教育家庭新聞・健康号
厚生労働省速報
昨年度 食中毒の発生1710件
学校は26件830人


 入梅と共に心配な食中毒のシーズンがやってきた。厚生労働省が5月に発表した平成14年度の食中毒発生状況(速報)によると、発生件数は1710件、患者2万5812人、死者17人。判明している中で発生件数が最も多かったのは、飲食店の439件(1万1180人、死者1人)、次いで家庭で175件(581人、死者7人)、旅館91件(3581人、死者0)など。

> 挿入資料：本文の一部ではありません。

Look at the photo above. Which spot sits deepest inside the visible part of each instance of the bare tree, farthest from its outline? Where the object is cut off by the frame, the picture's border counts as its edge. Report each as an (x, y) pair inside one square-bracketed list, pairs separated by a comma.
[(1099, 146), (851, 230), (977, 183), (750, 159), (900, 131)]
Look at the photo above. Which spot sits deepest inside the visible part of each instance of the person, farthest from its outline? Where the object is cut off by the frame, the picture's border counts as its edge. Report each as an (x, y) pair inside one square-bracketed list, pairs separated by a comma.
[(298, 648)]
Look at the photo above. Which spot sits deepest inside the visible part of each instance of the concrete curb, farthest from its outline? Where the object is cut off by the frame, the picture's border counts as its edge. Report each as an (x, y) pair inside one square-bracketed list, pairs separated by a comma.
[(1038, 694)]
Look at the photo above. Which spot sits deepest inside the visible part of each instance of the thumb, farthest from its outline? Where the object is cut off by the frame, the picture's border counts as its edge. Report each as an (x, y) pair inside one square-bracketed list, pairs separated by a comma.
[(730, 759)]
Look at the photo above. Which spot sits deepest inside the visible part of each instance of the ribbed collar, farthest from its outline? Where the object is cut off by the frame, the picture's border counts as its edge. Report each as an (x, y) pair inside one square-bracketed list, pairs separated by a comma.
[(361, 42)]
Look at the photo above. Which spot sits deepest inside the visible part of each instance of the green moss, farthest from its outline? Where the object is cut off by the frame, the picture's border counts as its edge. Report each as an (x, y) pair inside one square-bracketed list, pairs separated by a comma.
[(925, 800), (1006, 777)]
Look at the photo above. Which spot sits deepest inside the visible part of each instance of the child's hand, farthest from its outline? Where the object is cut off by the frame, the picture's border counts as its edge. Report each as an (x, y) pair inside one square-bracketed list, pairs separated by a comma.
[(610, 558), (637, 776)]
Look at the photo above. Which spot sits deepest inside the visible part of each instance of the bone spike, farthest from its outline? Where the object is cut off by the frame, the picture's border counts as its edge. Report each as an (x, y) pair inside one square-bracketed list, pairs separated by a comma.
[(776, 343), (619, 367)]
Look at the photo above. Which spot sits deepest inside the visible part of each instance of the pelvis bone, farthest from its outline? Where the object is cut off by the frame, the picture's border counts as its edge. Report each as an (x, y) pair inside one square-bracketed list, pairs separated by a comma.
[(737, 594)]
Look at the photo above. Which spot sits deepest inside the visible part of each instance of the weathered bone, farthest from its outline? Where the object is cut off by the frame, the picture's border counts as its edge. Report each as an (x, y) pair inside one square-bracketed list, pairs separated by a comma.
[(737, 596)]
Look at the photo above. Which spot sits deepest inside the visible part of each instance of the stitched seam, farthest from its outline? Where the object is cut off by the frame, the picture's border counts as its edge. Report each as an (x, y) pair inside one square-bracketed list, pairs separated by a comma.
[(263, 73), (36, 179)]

学校は26件(830人、死者0)あり、そのうち9件が単独調理場で、共同調理場での発生はなかった。



 食品別の発生件数では、最も多かった「その他」(359件)を除くと、魚介類(161件)、野菜・加工品(85件)、複合調理品(77件)、肉類・加工品(51件)、穀類・加工品(25件)、卵類・加工品(21件)、菓子類(11件)。乳類・加工品では発生ゼロだった。
 最多の魚介類では、貝類が86件、ふぐが32件、その他43件。野菜・加工品ではきのこ類が58件、その他24件、豆類3件などの内容だった。

 病因物質別の発生状況をみると、件数が最も多かったのが細菌で1271件、次いでウイルス(244件)、自然毒(116件)、科学物質(9件)の順。
 細菌の内訳はサルモネラ属菌(425件)とカンピロバクター・ジェジュニ/コリ(420件)、これに腸炎ビブリオ(213件)を加えた3大菌が大半を占めた。特にサルモネラ属菌では患者が5582人、死者2人と影響が大きい。この他に食中毒が発生した細菌は「その他の病原大腸菌」(69件)、ぶどう球菌(66件)、ウエルシュ菌(36件)など。O157への危機管理の継続が求められる中、腸管出血性大腸菌は12件256人だったが死者は9人で、全体の半数近くを占めた。

 施設別発生件数をみると、飲食店が439件(1万1180人)で全体の約4分の1、「不明」の829件(1859人)を除いてトップ。次いで多かったのが家庭で175件(581人)に上り、全体の1割を占めた。以下、旅館91件(3581人)、事業場49件(1384人)、仕出屋45件(4137人)、学校26件(830人)、病院15件(800人)など。

 学校の内訳は、単独調理場の幼稚園1件、小学校2件、その他6件。単独・共同調理場以外の給食施設が1件、寄宿舎が6件、その他10件だった。